Question

makeOrgPackage error: Error in .deriveTableNameFromField(field = keytype, x) : Two fields in the source DB have the same name.

1

Entering edit mode

Eduardo Andres-Leon ▴ 30

@eduardo-andres-leon-14572

Last seen 3.8 years ago

Granada (Spain)

Hi all, I'm trying to create an organism package (I've did it in the past with no problems), but now I'm experiecing a weird error.

I've used the example in the vignette in order to explain everythin as best as posible:

I copy and paste the code form the vignette:

library("AnnotationForge")

## Makes an organism package for Zebra Finch data.frames:
finchFile <- system.file("extdata","finch_info.txt",package="AnnotationForge")
finch <- read.table(finchFile,sep="\t")

## not that this is how it should always be, but that it *could* be this way.
fSym <- finch[,c(2,3,9)]
fSym <- fSym[fSym[,2]!="-",]
fSym <- fSym[fSym[,3]!="-",]
colnames(fSym) <- c("GID","SYMBOL","GENENAME")

fChr <- finch[,c(2,7)]
fChr <- fChr[fChr[,2]!="-",]
colnames(fChr) <- c("GID","CHROMOSOME")

finchGOFile <- system.file("extdata","GO_finch.txt",package="AnnotationForge")
fGO <- read.table(finchGOFile,sep="\t")
fGO <- fGO[fGO[,2]!="",]
fGO <- fGO[fGO[,3]!="",]
colnames(fGO) <- c("GID","GO","EVIDENCE")

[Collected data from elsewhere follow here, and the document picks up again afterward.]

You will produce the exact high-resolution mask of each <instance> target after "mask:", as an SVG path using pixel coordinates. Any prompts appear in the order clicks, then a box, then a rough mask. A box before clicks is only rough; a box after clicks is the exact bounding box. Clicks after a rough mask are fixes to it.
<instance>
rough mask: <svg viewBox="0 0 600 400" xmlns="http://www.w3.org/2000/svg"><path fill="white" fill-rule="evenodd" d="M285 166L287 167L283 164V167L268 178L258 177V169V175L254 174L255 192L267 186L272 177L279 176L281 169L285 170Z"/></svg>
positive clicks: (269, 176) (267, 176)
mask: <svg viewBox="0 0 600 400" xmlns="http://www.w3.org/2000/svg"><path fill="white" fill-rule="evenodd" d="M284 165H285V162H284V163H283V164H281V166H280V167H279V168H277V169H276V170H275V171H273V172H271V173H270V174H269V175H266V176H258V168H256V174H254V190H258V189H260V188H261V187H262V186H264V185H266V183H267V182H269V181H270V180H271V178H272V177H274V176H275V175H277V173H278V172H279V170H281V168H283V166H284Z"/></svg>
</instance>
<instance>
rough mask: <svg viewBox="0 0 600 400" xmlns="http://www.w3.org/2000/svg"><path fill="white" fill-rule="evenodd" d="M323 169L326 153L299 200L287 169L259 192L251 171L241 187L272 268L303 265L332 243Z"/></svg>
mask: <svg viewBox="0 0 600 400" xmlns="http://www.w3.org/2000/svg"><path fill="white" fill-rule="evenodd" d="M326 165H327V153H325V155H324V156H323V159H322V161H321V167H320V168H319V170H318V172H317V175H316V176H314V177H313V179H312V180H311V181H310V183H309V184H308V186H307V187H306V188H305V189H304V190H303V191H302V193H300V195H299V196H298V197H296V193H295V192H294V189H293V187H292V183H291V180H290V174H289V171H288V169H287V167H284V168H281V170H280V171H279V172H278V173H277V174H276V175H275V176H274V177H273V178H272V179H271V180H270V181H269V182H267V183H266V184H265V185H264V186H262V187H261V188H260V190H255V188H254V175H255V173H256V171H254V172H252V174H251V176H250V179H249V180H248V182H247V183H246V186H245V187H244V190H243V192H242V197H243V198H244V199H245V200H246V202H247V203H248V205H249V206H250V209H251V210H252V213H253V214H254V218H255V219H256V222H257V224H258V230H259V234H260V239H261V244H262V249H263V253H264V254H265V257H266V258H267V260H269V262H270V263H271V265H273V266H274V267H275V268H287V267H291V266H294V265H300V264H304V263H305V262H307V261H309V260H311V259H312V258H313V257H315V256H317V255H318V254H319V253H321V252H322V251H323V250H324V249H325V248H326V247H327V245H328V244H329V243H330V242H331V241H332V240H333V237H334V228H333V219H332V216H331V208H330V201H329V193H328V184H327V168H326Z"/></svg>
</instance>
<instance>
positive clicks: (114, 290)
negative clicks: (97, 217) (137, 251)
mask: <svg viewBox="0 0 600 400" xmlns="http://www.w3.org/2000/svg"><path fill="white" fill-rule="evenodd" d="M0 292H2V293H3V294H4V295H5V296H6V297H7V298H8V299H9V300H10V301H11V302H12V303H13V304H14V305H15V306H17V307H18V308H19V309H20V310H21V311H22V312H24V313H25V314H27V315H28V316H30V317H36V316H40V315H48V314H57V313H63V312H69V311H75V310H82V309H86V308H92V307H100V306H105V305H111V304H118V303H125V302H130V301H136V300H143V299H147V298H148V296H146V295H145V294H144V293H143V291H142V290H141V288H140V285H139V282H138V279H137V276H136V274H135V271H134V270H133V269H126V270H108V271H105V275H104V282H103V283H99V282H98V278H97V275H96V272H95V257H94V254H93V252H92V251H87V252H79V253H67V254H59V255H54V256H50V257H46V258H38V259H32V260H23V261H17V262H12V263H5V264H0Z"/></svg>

makeOrgPackage(gene_info=fSym, chromosome=fChr, go=fGO,
               version="0.1",
               maintainer="Some One <so@someplace.org>",
               author="Some One <so@someplace.org>",
               outputDir = ".",
               tax_id="59729",
               genus="Taeniopygia",
               species="guttata",
               goTable="go",
               verbose=T)

Once it finished i obtain the folllowing:

Creating package in ./org.Tguttata.eg.db 
Now deleting temporary database file
[1] "./org.Tguttata.eg.db"
There were 50 or more warnings (use warnings() to see the first 50)

The warnings are:

Warning messages:
1: In result_fetch(res@ptr, n = n) :
  SQL statements must be issued with dbExecute() or dbSendStatement() instead of dbGetQuery() or dbSendQuery().
2: In result_fetch(res@ptr, n = n) :
  SQL statements must be issued with dbExecute() or dbSendStatement() instead of dbGetQuery() or dbSendQuery().
3: In result_fetch(res@ptr, n = n) :
  SQL statements must be issued with dbExecute() or dbSendStatement() instead of dbGetQuery() or dbSendQuery().
4: In result_fetch(res@ptr, n = n) :
  SQL statements must be issued with dbExecute() or dbSendStatement() instead of dbGetQuery() or dbSendQuery().
5: In result_fetch(res@ptr, n = n) :
  SQL statements must be issued with dbExecute() or dbSendStatement() instead of dbGetQuery() or dbSendQuery().
6: In result_fetch(res@ptr, n = n) :
  SQL statements must be issued with dbExecute() or dbSendStatement() instead of dbGetQuery() or dbSendQuery().
7: In result_fetch(res@ptr, n = n) :

Then I load the library and I try some keytype:

library(org.Tguttata.eg.db)
head( keys(org.Tguttata.eg.db) )
ls("package:org.Tguttata.eg.db")
columns(org.Tguttata.eg.db)

head(keys(org.Tguttata.eg.db, keytype="CHROMOSOME"))
head(keys(org.Tguttata.eg.db, keytype="GID"))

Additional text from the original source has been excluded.